Changing your classroom grouping practices changes your views about maths
Despite teacher awareness of the potential benefits of more flexible grouping practices, making changes can be a daunting prospect for teachers. As well as changes to mathematical tasks and activities, for many teachers a move to social rather than ability grouping involves (and may result in) changes in their relationship with maths and their perception of students’ capabilities.

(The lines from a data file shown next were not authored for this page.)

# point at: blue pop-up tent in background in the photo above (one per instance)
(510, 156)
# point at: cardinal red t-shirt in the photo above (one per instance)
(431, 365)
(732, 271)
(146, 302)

In DMIC classrooms across Aotearoa NZ, where teachers have moved to social, mixed-ability grouping, we have seen dramatic changes in teacher thinking and beliefs:
- Teachers (as well as students) have come to experience learning maths as a collective endeavour rather than an individual activity.
- Teachers have shifted from viewing maths as a fixed body of knowledge that is learnt by following rules to thinking about mathematics as a set of practices (e.g., arguing, modelling, generalising) and ways of interpreting the world (through quantification, mathematical reasoning, geometry and statistics).
- They have shifted from believing that only some people can do mathematics successfully to appreciating the multidimensional capabilities of all their students.
- Teachers have come to see their students as a resource within the classroom.
- And they are very concerned about providing opportunities for all students to talk about and share their mathematical thinking.
Making change is challenging
Making change in one’s practices is difficult, and while one often starts with experimentation within one’s own classroom, there is huge value to be found in collegial, leadership and professional learning expertise. Within DMIC schools, teachers find that collaborative planning of group-worthy tasks supports them to better anticipate students’ likely solutions to the problems, to adapt contexts to fit students’ experiences, and to share and learn about the big ideas in the problem. Mentoring from experienced teachers who have already made the shifts described above also offers powerful support during the change process. Alongside the implementation of collaborative group tasks, teachers find it useful to adapt their traditional warm-up activities to include more opportunities for students to engage in sharing their mathematical thinking. For example, ‘quick tens’ can be replaced with richer activities such as choral counts, quick images, and strings.
We end by revisiting the question, why change? The answer lies in our goal to provide equitable opportunities for each and every student to learn maths in a way that affirms their identity, that provides them with meaningful and enjoyable learning opportunities every day in their classroom, and that enables them as adults to participate and contribute as productive citizens.